Im weltlichen Bereich wäre etwa „Aïcha, écoute-moi“ von Jean-Jacques Goldman ein kitschiges Lied (wohlgemerkt: deswegen kann man sich das trotzdem mal anhören; aber „halt dich an meiner Liebe fest“ von Ton Steine Scherben ist das nicht. „Have you ever really loved a woman“ von Bryan Adams ist Kitsch, „Summer of 69“ vom selben Sänger ist das nicht.
Kitsch entsteht, wo versucht wird, das große Gefühl, das man sich wünscht, aber nicht hat, künstlich mit viel Aufwand vorzuspiegeln. Cordula Wöhlers „Segne Du Maria“ ist sehr naive Kunst; aber das Gefühl ist echt, kein Kitsch.
Ich denke man sollte sich nicht viel von der Kommunikation im Internet versprechen (egal zu welchen Themen).
Fun fact: Mir hat mal eine katholische Bloggerin einen schönen Weg zur Hölle gewünscht, das ist für mich immer noch die Nummer 1 an Üblem – man sieht, da nehmen sich alle Lager nichts – Glaube ist halt oft nur Fata Morgana.
Was Kirchenlieder angeht: Ich möchte niemanden kränken, aber ich habe immer die Bilder aus dem Konfirmandenunterricht vor mir,mit klampfenden Sandalen tragenden, ungepflegten Vollbartträgern die immer die Einzigen waren, die dabei in Verzückung gerieten. Ich teile da die Meinung eines Priesters, der mir mal im Gespräch halb scherzhaft gesagt hat, Kirchenlieder wären ein Teil dessen, was es Männern oft so schwer macht, an Gottesdiensten teilzunehmen.

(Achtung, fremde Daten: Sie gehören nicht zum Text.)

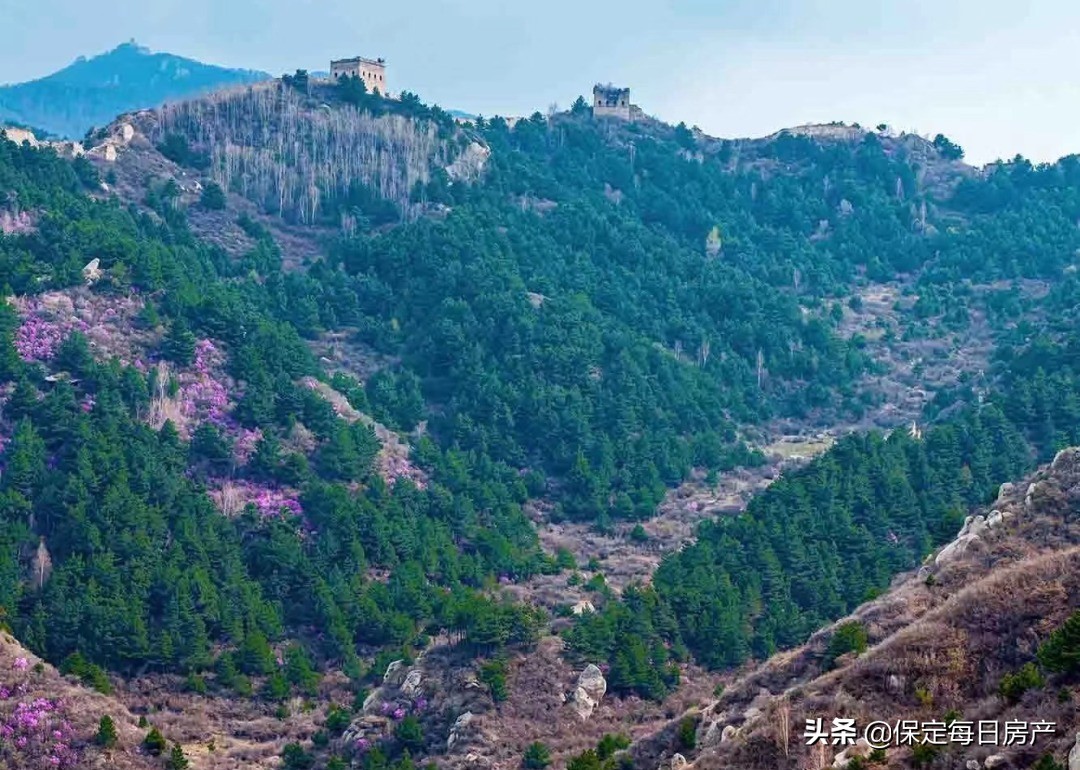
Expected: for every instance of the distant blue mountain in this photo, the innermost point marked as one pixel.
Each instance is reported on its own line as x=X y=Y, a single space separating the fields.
x=91 y=92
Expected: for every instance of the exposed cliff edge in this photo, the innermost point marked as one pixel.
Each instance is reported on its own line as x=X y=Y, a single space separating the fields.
x=941 y=640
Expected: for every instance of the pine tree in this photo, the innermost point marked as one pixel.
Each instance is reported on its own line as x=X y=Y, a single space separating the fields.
x=176 y=759
x=106 y=732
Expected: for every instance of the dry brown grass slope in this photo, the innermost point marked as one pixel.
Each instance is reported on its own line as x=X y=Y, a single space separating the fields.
x=940 y=642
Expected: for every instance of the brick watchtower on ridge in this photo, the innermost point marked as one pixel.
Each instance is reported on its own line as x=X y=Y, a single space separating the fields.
x=372 y=71
x=612 y=102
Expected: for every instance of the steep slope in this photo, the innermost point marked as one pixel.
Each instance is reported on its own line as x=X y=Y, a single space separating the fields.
x=945 y=644
x=91 y=92
x=559 y=323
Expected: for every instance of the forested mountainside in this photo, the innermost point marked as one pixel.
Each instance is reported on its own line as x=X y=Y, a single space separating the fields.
x=554 y=321
x=92 y=92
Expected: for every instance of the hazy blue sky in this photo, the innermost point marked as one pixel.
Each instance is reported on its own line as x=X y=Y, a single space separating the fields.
x=1000 y=77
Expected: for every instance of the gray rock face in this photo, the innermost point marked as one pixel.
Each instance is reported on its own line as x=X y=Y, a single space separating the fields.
x=410 y=687
x=395 y=674
x=589 y=691
x=862 y=748
x=459 y=730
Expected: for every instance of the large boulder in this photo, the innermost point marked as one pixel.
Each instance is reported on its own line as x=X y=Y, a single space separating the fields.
x=395 y=674
x=862 y=750
x=589 y=691
x=410 y=687
x=460 y=730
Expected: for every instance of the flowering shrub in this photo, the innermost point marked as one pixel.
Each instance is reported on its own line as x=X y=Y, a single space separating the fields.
x=234 y=496
x=205 y=397
x=244 y=445
x=107 y=321
x=35 y=734
x=38 y=338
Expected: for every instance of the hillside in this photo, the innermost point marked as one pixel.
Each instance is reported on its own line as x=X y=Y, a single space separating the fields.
x=943 y=644
x=338 y=430
x=91 y=92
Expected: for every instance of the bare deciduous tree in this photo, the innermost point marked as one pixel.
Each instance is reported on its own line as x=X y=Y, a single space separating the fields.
x=41 y=565
x=267 y=146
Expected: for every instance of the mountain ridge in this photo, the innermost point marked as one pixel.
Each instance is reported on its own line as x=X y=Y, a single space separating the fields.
x=93 y=91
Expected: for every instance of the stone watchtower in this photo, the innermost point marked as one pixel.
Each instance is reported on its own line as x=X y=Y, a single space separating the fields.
x=609 y=100
x=372 y=72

Weiterer Fun fact; Der gleiche Pater hat mir eine kleine Marienfigur geschenkt, die seither auf meinem Nachttisch steht und mich daran erinnert, dass ich weiter „dran bleiben“ sollte.
Vielleicht unterstützt sie mich ja,auf dem Weg zu ihrem Sohn.
Diese Art von Verunglimpfungen
Die Verunglimpfung von Ausdruckformen des Glaubens sind unvermeidlich da, leider. Kennen Sie den „scheelen Blick“? Neid, Mißgunst und Hochmut zeigen sich darin. Sehr passend geschildert in Joh 21, 20-23. Petrus mufft hier gegen den geliebten Jünger, der nach der Tradition der Gottesmutter als Sohn beigesellt wurde. Die verfasste Amtskirche, der Klerus, betrachtet die Mystik mit scheelem Blick, wohl ahnend, wo die große Liebe lebt.
Weitere Herabsetzungen kommen von Leuten, die sich allenfalls eine apersonale „Gottheit“, eine Art Super Es vorstellen können. Für diese ist ein personaler Gott, der mit dem „endlichen“ Menschen in Kontakt tritt, eine Häresie, ein Ding der Unmöglichkeit. Lieber soll alle schön abstrakt und theoretisch bleiben, das ist völlig ungefährlich und dann kann jeder auch machen, was er will, es ist dann ja eh irrelevant. Kann man eigentlich verstehen, oder möchten Sie von Gott angesprochen werden?
So ist es.
Kitsch entsteht, wo versucht wird, das große Gefühl, das man sich wünscht, aber nicht hat, künstlich mit viel Aufwand vorzuspiegeln. Cordula Wöhlers „Segne Du Maria“ ist sehr naive Kunst; aber das Gefühl ist echt, es ist kein Kitsch.